Луч света скользит по водорослям на воде, пляшет, выхватывает из темноты камыш, проваливается за болотную кочку, обнимает корягу, лижет чёрный пень, ползёт по упавшему дереву. Цепочка людей продирается через заросли болотной травы. Идут налегке, с оружием без заплечных мешков. Как-то резко всё потемнело, опустилось что-то огромное, давит. Поплыли картинки, лица, пни, кочки. Дышать трудно. Слышится далёкий голос, тот из пещеры болотников. — Бродяга, открой глаза. Дыши глубже, возвращайся.

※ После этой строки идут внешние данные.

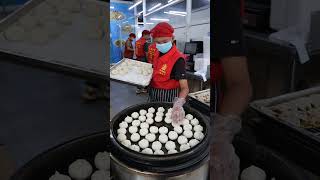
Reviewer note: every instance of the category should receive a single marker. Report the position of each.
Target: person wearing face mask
(141, 54)
(168, 83)
(128, 48)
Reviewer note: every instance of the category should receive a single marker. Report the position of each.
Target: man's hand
(178, 113)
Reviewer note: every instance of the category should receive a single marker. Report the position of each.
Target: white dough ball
(158, 152)
(189, 117)
(184, 147)
(178, 129)
(194, 121)
(143, 132)
(123, 124)
(144, 125)
(149, 121)
(143, 143)
(159, 114)
(149, 115)
(185, 121)
(102, 161)
(135, 115)
(188, 134)
(158, 118)
(58, 176)
(136, 123)
(121, 137)
(198, 135)
(163, 130)
(143, 112)
(135, 148)
(163, 138)
(151, 110)
(187, 127)
(156, 145)
(173, 135)
(182, 140)
(126, 143)
(147, 151)
(135, 137)
(154, 129)
(168, 120)
(253, 172)
(121, 131)
(170, 145)
(100, 175)
(142, 118)
(193, 142)
(128, 119)
(172, 151)
(80, 169)
(161, 109)
(133, 129)
(150, 137)
(198, 128)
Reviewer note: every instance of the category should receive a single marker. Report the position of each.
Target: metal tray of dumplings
(198, 104)
(139, 80)
(70, 51)
(300, 143)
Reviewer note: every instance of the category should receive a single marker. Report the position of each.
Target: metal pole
(144, 9)
(188, 18)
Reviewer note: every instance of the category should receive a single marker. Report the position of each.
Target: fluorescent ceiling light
(157, 5)
(162, 7)
(136, 4)
(178, 12)
(159, 19)
(174, 14)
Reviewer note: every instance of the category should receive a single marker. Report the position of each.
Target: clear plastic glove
(178, 113)
(224, 163)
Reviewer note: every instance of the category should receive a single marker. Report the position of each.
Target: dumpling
(102, 161)
(80, 169)
(58, 176)
(156, 145)
(170, 145)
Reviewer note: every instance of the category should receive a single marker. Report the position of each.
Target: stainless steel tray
(69, 50)
(263, 107)
(139, 79)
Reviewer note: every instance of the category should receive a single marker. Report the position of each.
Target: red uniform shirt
(140, 47)
(127, 53)
(162, 67)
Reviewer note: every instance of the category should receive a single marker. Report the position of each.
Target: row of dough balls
(141, 69)
(144, 121)
(47, 21)
(81, 169)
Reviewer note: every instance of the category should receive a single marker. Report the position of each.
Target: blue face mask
(165, 47)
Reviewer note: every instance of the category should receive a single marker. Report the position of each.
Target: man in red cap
(141, 54)
(169, 83)
(128, 48)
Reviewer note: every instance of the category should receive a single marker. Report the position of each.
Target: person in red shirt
(140, 44)
(168, 83)
(128, 47)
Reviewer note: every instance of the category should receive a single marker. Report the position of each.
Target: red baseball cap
(162, 29)
(132, 35)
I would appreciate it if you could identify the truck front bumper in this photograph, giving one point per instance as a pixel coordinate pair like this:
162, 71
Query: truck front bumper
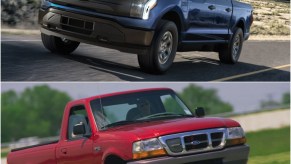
231, 155
94, 30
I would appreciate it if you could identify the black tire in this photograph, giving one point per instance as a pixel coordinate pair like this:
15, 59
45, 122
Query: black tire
57, 45
230, 53
158, 61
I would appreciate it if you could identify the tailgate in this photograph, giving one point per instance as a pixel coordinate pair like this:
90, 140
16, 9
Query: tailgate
112, 7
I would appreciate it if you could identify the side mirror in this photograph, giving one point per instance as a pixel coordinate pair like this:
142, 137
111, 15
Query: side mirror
79, 129
200, 112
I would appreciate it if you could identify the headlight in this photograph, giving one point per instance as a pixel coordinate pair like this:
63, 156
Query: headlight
142, 8
45, 4
147, 148
235, 136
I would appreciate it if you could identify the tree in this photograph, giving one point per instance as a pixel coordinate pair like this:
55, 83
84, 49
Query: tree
36, 111
195, 96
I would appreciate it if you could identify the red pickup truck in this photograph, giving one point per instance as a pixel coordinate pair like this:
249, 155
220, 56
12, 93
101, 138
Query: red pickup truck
140, 126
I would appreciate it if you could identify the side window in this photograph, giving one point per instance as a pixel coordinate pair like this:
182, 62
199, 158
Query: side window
78, 115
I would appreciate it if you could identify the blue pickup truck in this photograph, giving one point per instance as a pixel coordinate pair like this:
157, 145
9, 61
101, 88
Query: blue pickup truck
153, 29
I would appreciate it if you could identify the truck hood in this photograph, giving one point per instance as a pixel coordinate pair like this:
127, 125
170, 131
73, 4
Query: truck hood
152, 129
113, 7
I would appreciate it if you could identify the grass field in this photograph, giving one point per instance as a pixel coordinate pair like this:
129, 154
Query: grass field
270, 146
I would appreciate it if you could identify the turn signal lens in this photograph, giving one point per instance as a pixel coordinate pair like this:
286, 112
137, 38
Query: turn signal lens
148, 154
147, 148
237, 141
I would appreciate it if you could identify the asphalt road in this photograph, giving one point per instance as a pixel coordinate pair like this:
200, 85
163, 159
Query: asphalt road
25, 59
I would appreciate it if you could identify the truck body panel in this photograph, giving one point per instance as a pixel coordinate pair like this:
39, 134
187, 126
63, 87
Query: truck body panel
99, 144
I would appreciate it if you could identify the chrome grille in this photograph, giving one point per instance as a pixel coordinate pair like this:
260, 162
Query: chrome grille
194, 141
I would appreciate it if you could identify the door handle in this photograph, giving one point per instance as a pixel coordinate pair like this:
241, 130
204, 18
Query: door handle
211, 7
228, 10
64, 151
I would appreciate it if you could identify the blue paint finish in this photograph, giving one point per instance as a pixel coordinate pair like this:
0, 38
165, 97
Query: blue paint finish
201, 20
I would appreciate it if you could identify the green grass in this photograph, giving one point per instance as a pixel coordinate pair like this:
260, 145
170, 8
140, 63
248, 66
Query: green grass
4, 154
279, 158
269, 146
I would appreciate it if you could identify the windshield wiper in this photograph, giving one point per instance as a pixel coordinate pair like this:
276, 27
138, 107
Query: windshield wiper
165, 115
119, 123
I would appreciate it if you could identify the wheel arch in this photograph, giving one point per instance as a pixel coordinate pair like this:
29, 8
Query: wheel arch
241, 24
175, 15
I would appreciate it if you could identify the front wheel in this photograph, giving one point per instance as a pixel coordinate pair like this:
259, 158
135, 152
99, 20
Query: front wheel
58, 45
230, 54
162, 52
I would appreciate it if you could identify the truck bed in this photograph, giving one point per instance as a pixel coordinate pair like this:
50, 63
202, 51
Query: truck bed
32, 146
44, 153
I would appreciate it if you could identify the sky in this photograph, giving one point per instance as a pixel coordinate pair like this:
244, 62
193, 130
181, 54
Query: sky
243, 96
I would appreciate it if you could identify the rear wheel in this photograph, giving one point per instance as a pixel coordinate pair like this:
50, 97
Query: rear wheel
230, 53
59, 45
162, 52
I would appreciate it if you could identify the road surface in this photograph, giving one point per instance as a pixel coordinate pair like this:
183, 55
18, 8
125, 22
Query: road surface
25, 59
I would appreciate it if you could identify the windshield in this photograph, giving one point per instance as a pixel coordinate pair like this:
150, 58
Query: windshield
138, 107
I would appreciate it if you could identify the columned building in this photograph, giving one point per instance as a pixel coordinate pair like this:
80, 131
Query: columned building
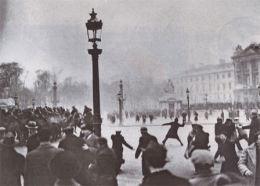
207, 84
247, 73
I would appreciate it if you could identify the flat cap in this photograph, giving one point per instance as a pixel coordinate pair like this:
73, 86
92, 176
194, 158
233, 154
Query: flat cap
202, 157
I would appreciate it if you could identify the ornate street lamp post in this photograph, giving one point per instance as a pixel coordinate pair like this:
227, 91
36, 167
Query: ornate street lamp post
16, 101
188, 98
94, 27
55, 101
33, 103
206, 99
121, 99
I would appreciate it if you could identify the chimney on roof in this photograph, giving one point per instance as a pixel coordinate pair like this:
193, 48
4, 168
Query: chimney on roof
221, 61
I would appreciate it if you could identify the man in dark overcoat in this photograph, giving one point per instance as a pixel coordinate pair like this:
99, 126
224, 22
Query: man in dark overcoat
105, 164
230, 128
254, 126
173, 131
11, 162
156, 158
36, 164
219, 127
201, 139
71, 142
144, 140
118, 142
227, 149
32, 142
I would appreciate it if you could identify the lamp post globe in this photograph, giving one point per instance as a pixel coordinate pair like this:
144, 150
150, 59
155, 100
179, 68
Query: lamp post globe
206, 99
94, 28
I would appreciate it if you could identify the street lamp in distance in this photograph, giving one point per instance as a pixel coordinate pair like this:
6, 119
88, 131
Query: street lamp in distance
206, 99
33, 103
121, 99
94, 27
188, 99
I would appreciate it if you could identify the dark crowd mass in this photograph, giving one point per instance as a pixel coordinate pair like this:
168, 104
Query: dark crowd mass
88, 160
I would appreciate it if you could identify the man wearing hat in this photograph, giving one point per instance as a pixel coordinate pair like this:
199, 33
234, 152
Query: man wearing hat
249, 161
228, 151
241, 133
32, 142
254, 126
36, 165
219, 127
88, 136
230, 128
2, 133
155, 159
173, 131
11, 162
144, 140
203, 163
118, 142
71, 142
201, 140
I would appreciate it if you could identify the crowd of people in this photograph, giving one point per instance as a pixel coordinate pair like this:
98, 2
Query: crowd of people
88, 160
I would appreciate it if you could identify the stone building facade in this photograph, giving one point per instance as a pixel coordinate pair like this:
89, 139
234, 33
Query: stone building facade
247, 73
206, 83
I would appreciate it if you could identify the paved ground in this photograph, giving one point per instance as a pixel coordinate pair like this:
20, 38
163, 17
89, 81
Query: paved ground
178, 165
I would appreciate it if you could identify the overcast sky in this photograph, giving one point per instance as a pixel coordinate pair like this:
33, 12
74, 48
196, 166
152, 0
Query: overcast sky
155, 38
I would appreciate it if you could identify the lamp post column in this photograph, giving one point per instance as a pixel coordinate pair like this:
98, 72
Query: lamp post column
188, 99
95, 52
55, 94
33, 103
121, 102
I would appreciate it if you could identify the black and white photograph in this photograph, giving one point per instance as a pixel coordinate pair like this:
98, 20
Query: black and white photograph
129, 92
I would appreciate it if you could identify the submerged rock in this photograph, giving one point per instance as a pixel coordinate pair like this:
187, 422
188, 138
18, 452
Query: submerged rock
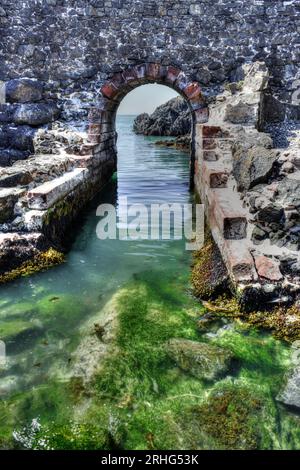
201, 360
290, 395
209, 274
229, 418
36, 114
14, 330
23, 90
172, 118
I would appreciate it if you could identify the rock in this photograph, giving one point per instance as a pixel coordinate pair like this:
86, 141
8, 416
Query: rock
36, 114
21, 137
23, 90
9, 156
141, 123
8, 385
268, 268
201, 360
291, 393
258, 234
14, 330
256, 78
172, 118
240, 113
8, 198
6, 113
288, 193
15, 248
272, 213
253, 166
273, 110
209, 274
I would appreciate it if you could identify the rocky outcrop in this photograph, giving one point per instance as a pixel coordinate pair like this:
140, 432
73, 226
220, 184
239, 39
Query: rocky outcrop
23, 90
202, 360
25, 109
170, 119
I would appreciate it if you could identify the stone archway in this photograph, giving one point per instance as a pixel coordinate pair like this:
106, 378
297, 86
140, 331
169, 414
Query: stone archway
102, 116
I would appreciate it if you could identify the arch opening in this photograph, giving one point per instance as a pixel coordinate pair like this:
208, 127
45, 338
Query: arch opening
102, 117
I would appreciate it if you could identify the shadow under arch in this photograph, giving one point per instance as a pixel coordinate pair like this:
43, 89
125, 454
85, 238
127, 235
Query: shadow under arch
102, 116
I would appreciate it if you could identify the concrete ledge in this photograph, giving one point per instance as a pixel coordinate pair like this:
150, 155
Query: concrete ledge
44, 196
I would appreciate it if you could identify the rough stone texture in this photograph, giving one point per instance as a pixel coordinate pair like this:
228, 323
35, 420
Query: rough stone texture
23, 90
35, 114
170, 119
204, 361
94, 38
291, 394
252, 166
90, 54
15, 248
46, 195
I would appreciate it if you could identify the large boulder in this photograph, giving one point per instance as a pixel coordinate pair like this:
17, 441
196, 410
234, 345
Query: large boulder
35, 114
141, 123
288, 193
202, 360
23, 90
170, 119
252, 166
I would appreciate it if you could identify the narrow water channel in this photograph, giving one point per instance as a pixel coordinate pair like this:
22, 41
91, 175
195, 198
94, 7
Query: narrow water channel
139, 399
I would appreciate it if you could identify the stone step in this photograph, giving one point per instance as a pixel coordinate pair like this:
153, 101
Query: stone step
45, 196
236, 255
215, 175
36, 170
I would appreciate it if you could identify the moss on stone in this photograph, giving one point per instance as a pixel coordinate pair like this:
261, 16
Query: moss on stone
9, 331
209, 276
41, 262
227, 419
283, 323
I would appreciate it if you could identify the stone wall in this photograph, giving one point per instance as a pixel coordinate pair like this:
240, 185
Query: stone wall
75, 44
56, 54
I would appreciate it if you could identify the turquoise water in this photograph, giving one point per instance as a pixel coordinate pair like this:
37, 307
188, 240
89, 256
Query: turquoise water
46, 318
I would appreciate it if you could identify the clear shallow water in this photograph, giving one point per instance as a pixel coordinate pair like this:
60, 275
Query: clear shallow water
41, 317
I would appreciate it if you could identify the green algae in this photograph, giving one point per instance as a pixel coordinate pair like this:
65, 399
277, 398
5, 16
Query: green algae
140, 399
10, 331
41, 262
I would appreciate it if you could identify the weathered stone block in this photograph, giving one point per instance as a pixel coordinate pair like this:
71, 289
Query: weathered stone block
23, 90
36, 114
44, 196
268, 268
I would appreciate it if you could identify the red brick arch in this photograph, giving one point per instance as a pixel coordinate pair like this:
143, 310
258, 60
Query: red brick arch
102, 116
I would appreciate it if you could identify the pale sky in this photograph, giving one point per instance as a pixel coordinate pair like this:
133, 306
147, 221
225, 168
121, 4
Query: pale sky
145, 99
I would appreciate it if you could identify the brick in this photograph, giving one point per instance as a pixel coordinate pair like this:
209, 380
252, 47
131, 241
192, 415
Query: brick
201, 115
268, 268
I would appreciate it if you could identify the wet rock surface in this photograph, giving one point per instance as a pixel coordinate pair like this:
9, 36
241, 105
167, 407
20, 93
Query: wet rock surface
290, 395
23, 90
170, 119
201, 360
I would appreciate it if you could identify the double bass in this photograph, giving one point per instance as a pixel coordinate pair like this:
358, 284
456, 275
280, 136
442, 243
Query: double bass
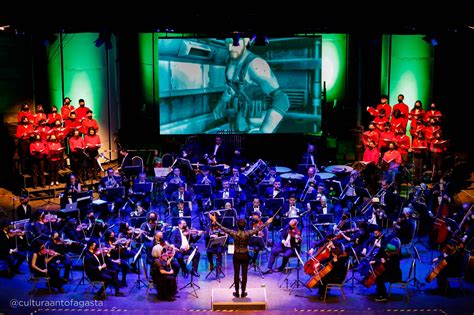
440, 231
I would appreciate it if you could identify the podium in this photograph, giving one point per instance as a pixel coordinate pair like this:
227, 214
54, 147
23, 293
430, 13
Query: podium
223, 300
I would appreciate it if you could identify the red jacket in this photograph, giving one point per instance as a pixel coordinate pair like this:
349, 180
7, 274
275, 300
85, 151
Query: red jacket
24, 131
66, 110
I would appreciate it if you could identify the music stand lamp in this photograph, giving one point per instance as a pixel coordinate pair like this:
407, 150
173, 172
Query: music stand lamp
139, 283
416, 283
191, 283
353, 278
218, 241
296, 283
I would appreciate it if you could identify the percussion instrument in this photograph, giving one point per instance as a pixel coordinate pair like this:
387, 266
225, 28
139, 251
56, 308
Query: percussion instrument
282, 169
324, 175
257, 172
292, 176
337, 169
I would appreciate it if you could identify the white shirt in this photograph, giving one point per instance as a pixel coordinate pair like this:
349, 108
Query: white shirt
215, 149
184, 240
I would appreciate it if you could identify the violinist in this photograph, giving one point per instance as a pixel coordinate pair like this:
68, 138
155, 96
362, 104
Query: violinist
115, 257
405, 226
181, 210
164, 278
61, 247
290, 241
276, 191
9, 252
41, 266
338, 259
93, 226
160, 246
182, 238
390, 259
291, 209
97, 270
181, 194
453, 254
216, 250
259, 241
41, 229
149, 228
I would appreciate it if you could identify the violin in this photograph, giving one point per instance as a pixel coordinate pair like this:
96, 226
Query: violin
50, 252
16, 232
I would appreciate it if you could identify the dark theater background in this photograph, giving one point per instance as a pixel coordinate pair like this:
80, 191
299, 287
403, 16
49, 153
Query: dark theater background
125, 131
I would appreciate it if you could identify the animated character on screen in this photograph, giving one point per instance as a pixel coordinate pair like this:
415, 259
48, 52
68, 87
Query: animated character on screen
249, 81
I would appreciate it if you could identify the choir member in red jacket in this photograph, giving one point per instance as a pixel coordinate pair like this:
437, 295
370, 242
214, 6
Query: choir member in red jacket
371, 153
402, 107
370, 134
89, 122
23, 133
38, 151
54, 115
25, 111
67, 108
92, 144
81, 111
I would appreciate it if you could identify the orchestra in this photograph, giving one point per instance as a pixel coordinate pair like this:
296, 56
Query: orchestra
167, 250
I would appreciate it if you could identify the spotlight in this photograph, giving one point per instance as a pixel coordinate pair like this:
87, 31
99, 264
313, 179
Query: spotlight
104, 38
236, 39
260, 40
430, 40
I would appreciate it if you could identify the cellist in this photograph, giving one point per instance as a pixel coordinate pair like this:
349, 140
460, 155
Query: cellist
453, 253
390, 258
338, 260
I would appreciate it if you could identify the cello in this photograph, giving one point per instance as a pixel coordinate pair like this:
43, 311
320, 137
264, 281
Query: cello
440, 230
312, 265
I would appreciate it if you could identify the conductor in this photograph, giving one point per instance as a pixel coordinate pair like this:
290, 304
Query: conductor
241, 255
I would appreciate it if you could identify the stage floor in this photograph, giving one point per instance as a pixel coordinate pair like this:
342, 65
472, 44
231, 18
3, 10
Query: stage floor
358, 299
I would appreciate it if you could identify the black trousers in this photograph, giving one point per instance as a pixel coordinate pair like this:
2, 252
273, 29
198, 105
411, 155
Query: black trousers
240, 260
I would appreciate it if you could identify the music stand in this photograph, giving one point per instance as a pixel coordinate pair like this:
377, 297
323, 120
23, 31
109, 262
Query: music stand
138, 257
218, 241
261, 243
296, 283
353, 278
416, 283
203, 189
334, 185
219, 203
130, 171
191, 282
142, 188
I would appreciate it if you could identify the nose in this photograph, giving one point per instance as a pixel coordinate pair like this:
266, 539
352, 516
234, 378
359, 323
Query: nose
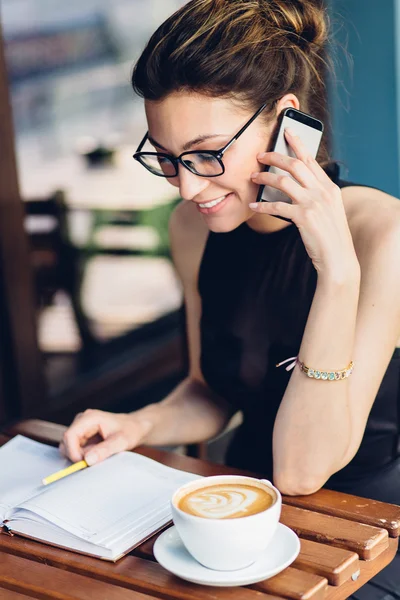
190, 185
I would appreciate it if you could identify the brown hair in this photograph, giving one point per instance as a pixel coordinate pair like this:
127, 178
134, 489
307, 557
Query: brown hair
254, 51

Открыл глаза, впереди кусты лепуна, сушатся вещи. Пахнет ручьём и полевыми травами. Кхала трясёт за плечи, напугана она, открывает рот и ничего не говорит. Если и говорит, я её не слышу. Тяжелеют веки, клонит в сон. Проваливаюсь, улетаю.
Вижу Носатого. Бредёт он по пояс в болоте, ведёт за собою людей. Светло, хоть и небо затянуто тучами, ползут по болоту тени, пугают. Вертит Носатый головой, морда прикрыта тряпкой, глаза так и шарят по округе. Заблудился он, не знает куда идти?